We used lentivirus vectors to transfer CAR19 into patient T cells. Lentiviral vectors have the potential to be safer than retroviruses from the perspective of insertional mutagenesis, and they have substantially higher efficiency for genetically engineering human T cells (36
). We conducted the first study using a lentiviral vector for gene transfer in HIV (27
). In that study, and in patients enrolled in subsequent lentiviral vector–engineered T cells studies (clinicaltrials.gov NCT00295477 and NCT00622232), no adverse events related to gene transfer have been observed in more than 280 patient-years of observation. Analysis of vector integration sites in several of these patients has not revealed any evidence for abnormal expansions of cells due to vector-mediated insertional activation of proto-oncogenes (38
).

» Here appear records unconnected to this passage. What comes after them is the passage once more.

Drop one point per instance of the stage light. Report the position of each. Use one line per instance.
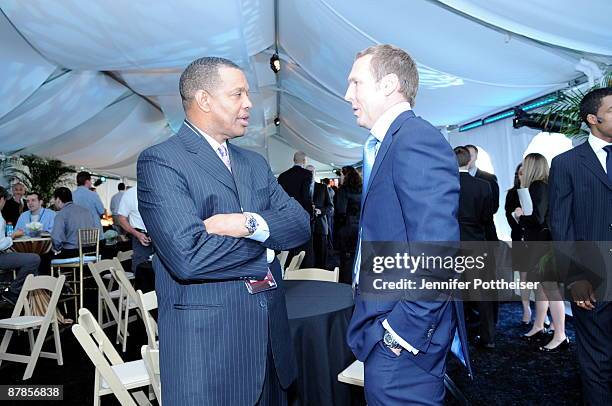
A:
(275, 63)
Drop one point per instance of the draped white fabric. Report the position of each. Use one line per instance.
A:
(95, 82)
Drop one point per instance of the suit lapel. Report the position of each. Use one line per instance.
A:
(384, 147)
(205, 157)
(241, 172)
(589, 159)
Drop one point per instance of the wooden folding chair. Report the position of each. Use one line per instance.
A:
(29, 322)
(146, 303)
(296, 261)
(112, 375)
(89, 251)
(313, 274)
(150, 356)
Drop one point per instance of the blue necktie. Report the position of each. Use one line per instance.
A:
(608, 149)
(370, 148)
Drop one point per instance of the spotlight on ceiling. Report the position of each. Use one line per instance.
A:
(537, 121)
(275, 63)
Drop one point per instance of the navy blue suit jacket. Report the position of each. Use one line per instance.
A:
(580, 209)
(413, 195)
(213, 334)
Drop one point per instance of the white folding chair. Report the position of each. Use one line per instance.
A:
(106, 297)
(28, 322)
(128, 300)
(313, 274)
(296, 261)
(147, 302)
(112, 375)
(353, 374)
(122, 256)
(282, 259)
(150, 356)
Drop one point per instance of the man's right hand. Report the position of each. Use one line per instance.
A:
(582, 294)
(143, 239)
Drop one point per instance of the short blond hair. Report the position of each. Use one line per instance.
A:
(535, 168)
(388, 59)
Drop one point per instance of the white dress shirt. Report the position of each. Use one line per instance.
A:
(262, 232)
(379, 130)
(128, 207)
(598, 147)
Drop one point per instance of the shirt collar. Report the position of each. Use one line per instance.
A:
(381, 126)
(597, 143)
(213, 143)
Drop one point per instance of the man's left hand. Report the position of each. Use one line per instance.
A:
(230, 225)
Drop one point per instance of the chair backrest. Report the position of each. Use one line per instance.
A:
(150, 356)
(45, 282)
(125, 255)
(296, 261)
(282, 259)
(102, 354)
(146, 303)
(313, 274)
(89, 242)
(124, 283)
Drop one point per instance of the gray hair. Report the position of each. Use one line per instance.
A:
(299, 157)
(387, 59)
(202, 74)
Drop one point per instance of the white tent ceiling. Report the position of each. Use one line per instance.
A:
(93, 83)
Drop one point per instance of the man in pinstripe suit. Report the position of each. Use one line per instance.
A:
(215, 213)
(580, 192)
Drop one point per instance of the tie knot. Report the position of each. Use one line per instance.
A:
(222, 150)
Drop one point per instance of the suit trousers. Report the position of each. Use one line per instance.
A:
(594, 350)
(396, 380)
(272, 393)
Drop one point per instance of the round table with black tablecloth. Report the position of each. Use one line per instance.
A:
(319, 314)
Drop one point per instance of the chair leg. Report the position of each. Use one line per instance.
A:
(40, 339)
(125, 323)
(5, 342)
(58, 343)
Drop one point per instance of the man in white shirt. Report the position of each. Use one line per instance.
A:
(130, 220)
(23, 263)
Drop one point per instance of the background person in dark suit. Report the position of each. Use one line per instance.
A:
(214, 212)
(410, 194)
(492, 179)
(323, 207)
(298, 183)
(474, 214)
(581, 210)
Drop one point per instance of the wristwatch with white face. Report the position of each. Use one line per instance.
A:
(390, 342)
(250, 223)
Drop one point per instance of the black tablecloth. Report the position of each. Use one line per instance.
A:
(319, 314)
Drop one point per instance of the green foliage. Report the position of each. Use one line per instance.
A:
(566, 110)
(44, 175)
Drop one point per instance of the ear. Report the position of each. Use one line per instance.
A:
(389, 83)
(202, 99)
(592, 119)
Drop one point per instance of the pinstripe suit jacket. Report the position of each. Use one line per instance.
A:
(214, 334)
(580, 209)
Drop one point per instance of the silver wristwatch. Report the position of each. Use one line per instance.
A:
(250, 223)
(390, 342)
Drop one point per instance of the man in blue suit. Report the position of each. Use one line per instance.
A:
(580, 200)
(410, 194)
(215, 212)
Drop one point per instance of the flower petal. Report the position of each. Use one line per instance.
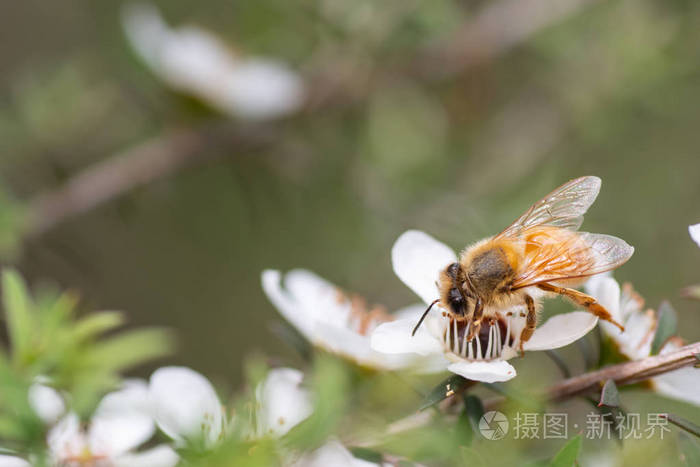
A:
(185, 404)
(561, 330)
(12, 461)
(694, 231)
(159, 456)
(283, 402)
(395, 337)
(417, 259)
(65, 438)
(285, 303)
(487, 372)
(46, 402)
(122, 421)
(681, 384)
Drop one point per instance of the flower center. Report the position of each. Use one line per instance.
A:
(498, 336)
(363, 318)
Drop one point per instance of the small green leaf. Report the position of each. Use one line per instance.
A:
(18, 310)
(686, 425)
(369, 455)
(665, 328)
(468, 421)
(293, 338)
(609, 396)
(95, 324)
(445, 389)
(567, 456)
(692, 292)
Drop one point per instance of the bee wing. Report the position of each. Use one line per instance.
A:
(563, 207)
(553, 254)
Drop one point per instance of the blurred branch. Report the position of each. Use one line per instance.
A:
(495, 30)
(623, 373)
(135, 167)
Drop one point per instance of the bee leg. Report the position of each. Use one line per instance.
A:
(477, 314)
(530, 323)
(586, 301)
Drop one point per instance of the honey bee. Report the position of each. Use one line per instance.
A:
(538, 256)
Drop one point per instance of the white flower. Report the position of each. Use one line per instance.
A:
(119, 425)
(333, 453)
(418, 259)
(694, 231)
(331, 320)
(194, 61)
(186, 406)
(627, 307)
(46, 402)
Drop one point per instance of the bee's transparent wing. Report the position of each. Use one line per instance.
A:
(563, 207)
(569, 256)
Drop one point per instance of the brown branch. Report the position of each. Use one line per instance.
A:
(493, 31)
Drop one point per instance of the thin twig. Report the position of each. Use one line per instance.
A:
(622, 374)
(137, 166)
(493, 31)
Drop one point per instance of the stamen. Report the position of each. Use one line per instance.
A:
(488, 346)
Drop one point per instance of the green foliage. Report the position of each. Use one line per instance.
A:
(73, 354)
(567, 456)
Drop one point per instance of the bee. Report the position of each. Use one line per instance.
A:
(540, 255)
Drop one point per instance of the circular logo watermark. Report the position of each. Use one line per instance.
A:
(493, 425)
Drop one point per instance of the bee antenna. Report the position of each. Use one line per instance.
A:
(420, 321)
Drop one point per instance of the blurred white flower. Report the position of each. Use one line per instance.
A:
(694, 231)
(186, 407)
(333, 453)
(120, 424)
(13, 461)
(332, 321)
(417, 259)
(194, 61)
(627, 307)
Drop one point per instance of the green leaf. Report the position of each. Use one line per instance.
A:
(96, 324)
(446, 388)
(567, 456)
(18, 310)
(293, 338)
(692, 292)
(469, 456)
(665, 328)
(609, 396)
(686, 425)
(130, 349)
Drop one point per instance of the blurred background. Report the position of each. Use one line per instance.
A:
(157, 157)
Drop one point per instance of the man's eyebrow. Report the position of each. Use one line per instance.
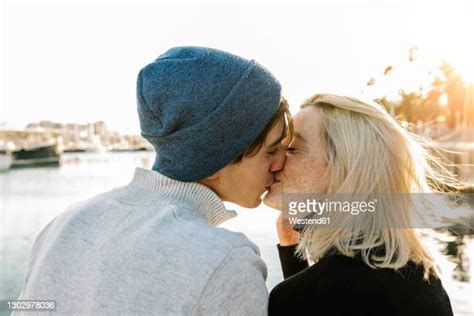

Nonetheless, it will be important to continue to monitor patients enrolled in this and other lentiviral gene transfer clinical trials carefully, particularly when new constructs or targets are tested.
A thorough comparison of the vector, transgene, and cell manufacturing procedures with results from ongoing studies at other centers will be required to gain a full understanding of the key features required to obtain sustained function of CAR-expressing T cells in vivo. Unlike antibody therapies, CAR-modified T cells have the potential to replicate in vivo, and long-term persistence could lead to sustained tumor control and obviate the need for repeated infusions of antibody. The availability of an off-the-shelf therapy composed of non–cross-resistant killer T cells has the potential to improve the outcome of patients with B cell malignancies.